Figure 2B: Underside of a gummy squirrel photographed on shipboard showing its bright red feeding palps (flower-like structure) and underbelly. Image courtesy of UH/NHM/UG/DeepCCZ expedition. Download larger version (jpg, 188 KB).

This animal is bright yellow with a red underbelly, and with its large tail, can be 80 centimeters (32 inches) long. The tail is held aloft like a squirrel’s but may actually be a sail—scientists have speculated that it is used to catch the weak deep-sea currents, allowing the cucumber to bounce along the seafloor in search of better feeding grounds. The gummy squirrel uses its 18 feeding palps, or “lips,” to ingest relatively food-rich particles of phytoplankton detritus that have sunk from the sunlit surface ocean five kilometers above. The animal’s bright yellow color might indicate the presence of a toxic chemical to deter consumption by rattail fish and other seafloor predators (nothing appears to eat Psychropotes even though it resembles a lime gummy bear).
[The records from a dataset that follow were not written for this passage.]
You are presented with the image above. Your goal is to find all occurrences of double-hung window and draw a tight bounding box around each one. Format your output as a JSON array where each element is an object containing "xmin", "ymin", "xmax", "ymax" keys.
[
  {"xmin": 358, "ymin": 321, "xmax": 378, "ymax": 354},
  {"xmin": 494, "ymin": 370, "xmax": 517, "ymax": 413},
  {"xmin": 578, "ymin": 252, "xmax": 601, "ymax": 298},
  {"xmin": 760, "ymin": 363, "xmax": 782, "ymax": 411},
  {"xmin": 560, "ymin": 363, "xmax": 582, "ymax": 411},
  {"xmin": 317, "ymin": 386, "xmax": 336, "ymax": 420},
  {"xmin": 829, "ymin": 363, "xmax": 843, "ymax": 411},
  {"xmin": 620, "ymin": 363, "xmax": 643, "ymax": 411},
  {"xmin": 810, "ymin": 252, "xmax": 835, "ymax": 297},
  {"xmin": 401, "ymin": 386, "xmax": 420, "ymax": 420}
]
The gummy squirrel was originally thought to be a “cosmopolitan” abyssal species, i.e., occurring below 3,000 meters depth in all ocean basins. However, a recent DNA study suggests that the gummy squirrel is comprised of at least two species, one found mostly in the Atlantic and another in the northeast Pacific. But prior to our DeepCCZ cruise, no gummy squirrels had been collected within 3,000 kilometers (~1,600 miles) of our study area in the western CCZ, where habitat conditions (for example, food availability, water depth) and evolutionary pressures may be different. Thus, the DeepCCZ gummy squirrels we have collected could well be a new species, or come from a distinct, previously unsampled, population.
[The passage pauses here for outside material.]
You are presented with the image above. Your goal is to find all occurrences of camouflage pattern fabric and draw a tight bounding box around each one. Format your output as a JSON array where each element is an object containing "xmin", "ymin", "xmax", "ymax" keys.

The gummy squirrels, of course, are not alone in the abyss. So far during our DeepCCZ cruise, we have collected or observed at least 10 species of giant sea cucumbers across two Areas of Particular Environmental Interest (areas protected from mining), each species with distinct adaptions indicated by varying shapes and colors, numbers of feet and feeding appendages, presence/absence of “sails,” and behaviors ranging from plowing through the sediment to swimming up into the water column with the motions of a flamenco dancer.

Some of these sea cucumbers appear different from all known species and are likely to be new to science. We have also collected/observed many other animals, including anemones, sea lilies, sponges, cup corals, octocorals, worms, and crustaceans that are likely new to science. It is truly remarkable to be working in a region so poorly studied that many of its largest, most notable denizens, including giant sea cucumbers, have never been collected or described by scientists!